Other parties are divided by the referendum: far-right, radical Jobbik urges to vote ‘no’; green LMP does not agree with the system of mandatory quotas, but do not want to tell their voters how to vote; only Liberals are campaigning for ‘yes’. Parties of left-liberal opposition are calling for a boycott in order not to have a valid result and they try to frame the whole case as if it was about Orbán’s attempt to lead Hungary out of the EU.

Among these circumstances the annual Tusványos Free Summer University was organized, an important event for governing Fidesz party (since 2010) and Hungarian politics every year: party prominents, politicians, young and not-so-young professionals and intellectuals gather to listen to what the leaders of Fidesz have to say. And usually they say quite memorable things: two years ago PM Viktor Orbán gave his famous speech about illiberal democracy, last year he talked about the migrant crisis in a way not many did before him. This year he addressed not the Hungarian but the European audience instead.

Victor Orbán made sure everyone will remember the 2016 Summer University: he openly endorsed Donald Trump, being the first prime minister to do so. Apart from this, the speech itself did not have much novelty, but the absence of some issues and approaches made it still important. In previous years PM’s speeches always addressed Hungarian politics and political actors, but not this time. He did not even mention the referendum until the very end.
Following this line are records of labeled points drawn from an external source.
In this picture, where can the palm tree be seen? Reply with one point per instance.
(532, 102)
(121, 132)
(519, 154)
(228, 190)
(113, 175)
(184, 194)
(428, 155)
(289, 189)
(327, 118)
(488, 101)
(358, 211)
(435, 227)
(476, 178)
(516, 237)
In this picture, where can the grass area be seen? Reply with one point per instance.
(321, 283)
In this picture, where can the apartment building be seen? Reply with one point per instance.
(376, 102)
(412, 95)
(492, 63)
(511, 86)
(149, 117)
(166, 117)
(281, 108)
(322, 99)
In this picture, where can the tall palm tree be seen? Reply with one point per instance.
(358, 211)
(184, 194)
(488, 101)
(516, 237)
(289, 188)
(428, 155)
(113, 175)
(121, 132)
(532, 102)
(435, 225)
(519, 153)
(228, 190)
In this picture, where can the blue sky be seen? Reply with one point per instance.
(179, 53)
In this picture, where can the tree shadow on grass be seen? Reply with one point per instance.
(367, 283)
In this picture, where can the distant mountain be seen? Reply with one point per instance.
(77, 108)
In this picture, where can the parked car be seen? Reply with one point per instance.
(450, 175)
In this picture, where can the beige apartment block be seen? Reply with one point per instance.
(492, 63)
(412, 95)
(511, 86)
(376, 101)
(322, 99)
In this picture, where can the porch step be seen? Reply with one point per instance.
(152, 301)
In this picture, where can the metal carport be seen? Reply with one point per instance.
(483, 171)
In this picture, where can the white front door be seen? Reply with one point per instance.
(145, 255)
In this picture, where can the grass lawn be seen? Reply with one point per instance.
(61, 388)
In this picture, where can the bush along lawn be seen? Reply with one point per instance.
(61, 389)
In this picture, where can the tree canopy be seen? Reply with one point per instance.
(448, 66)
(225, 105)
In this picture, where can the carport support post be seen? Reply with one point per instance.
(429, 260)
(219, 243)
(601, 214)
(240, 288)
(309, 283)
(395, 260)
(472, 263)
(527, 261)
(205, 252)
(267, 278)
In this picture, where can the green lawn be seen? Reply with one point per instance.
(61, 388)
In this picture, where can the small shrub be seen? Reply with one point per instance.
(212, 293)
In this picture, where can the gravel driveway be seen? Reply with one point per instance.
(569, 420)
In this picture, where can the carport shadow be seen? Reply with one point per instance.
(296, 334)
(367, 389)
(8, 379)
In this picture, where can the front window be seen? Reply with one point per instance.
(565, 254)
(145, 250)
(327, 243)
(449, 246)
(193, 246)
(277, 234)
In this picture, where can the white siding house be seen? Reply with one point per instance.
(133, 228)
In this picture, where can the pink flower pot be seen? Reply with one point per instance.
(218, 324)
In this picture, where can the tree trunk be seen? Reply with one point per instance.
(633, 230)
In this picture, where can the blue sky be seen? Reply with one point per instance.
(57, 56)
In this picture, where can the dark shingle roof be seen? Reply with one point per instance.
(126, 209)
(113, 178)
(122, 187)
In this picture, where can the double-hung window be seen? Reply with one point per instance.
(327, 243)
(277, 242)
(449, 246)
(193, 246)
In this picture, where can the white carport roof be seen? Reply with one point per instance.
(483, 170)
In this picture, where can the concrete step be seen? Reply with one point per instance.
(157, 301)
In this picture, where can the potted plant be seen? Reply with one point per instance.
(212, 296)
Instead, Mr Orbán talked about and to Europe: he said the words ‘Europe’ and ‘European’ three times more frequently than ‘Hungary’ or ‘Hungarian’.

This time, he continued what was the main consequence (according to him) of the Visegrad countries summit four days before: the end of the global leadership of the EU and the position of Visegrad countries on migration. This made it clear that Mr Orbán is using the refugee crisis to re-organize the Visegrad cooperation in order to create an alternative – Central Eastern European power against the old member states of the EU.

He wishes to implement on a European level exactly the same scenario which worked for him very well in Hungary: identifying a problem and monopolizing its interpretation and solutions. As he was the first in Hungary to talk about the refugee crisis in early 2015, he tries to use the post-Brexit atmosphere to address the flaws and failures of the EU. And there is a reason why he can talk about these issues: an important part of his criticism of the EU as well as some of his concerns are shared by many European citizens.

Based on the Visegrad summit and his speech, PM Orbán is most likely to monopolize in Hungary the issues related to the future of the EU. Positioning himself and his allies against ‘the old European elites’, justifying the language he has been using for years, pioneering in addressing and undertaking certain (usually very complex) topics are all a part of his strategy: making him look like he understands and, more importantly, is able to solve all problems. The leaders of the EU and anyone interested in and concerned about the future of Europe has a great responsibility not to let the Prime Minister dominate the narrative. But in order to do this they have to admit there are some areas where the European cooperation should be reconsidered.

However, the end of the EU is not Orbán’s interest, neither it is to lead Hungary out from the EU. It provides him resources and opportunities which he would not risk losing. He is talking about “Europe losing its global leadership” and “not being able to protect its own citizens anymore”, while promoting the uniqueness and vitality of Central Europe in order to play a more important role within the EU – not outside of it. In this fight, his tools are fear and insecurity – just like they were with the refugee crisis last year. Based on this Mr Orbán is most likely to use the time left until the referendum to emphasize this opposition of ‘old and new’, ‘central and peripheral’ countries in the EU. If the Hungarian opposition wants to fight this narrative, they should find an interpretation of the referendum which is not about whether to leave or not the EU but to provide a European vision with which their voters can identify – and which the EU itself could also use.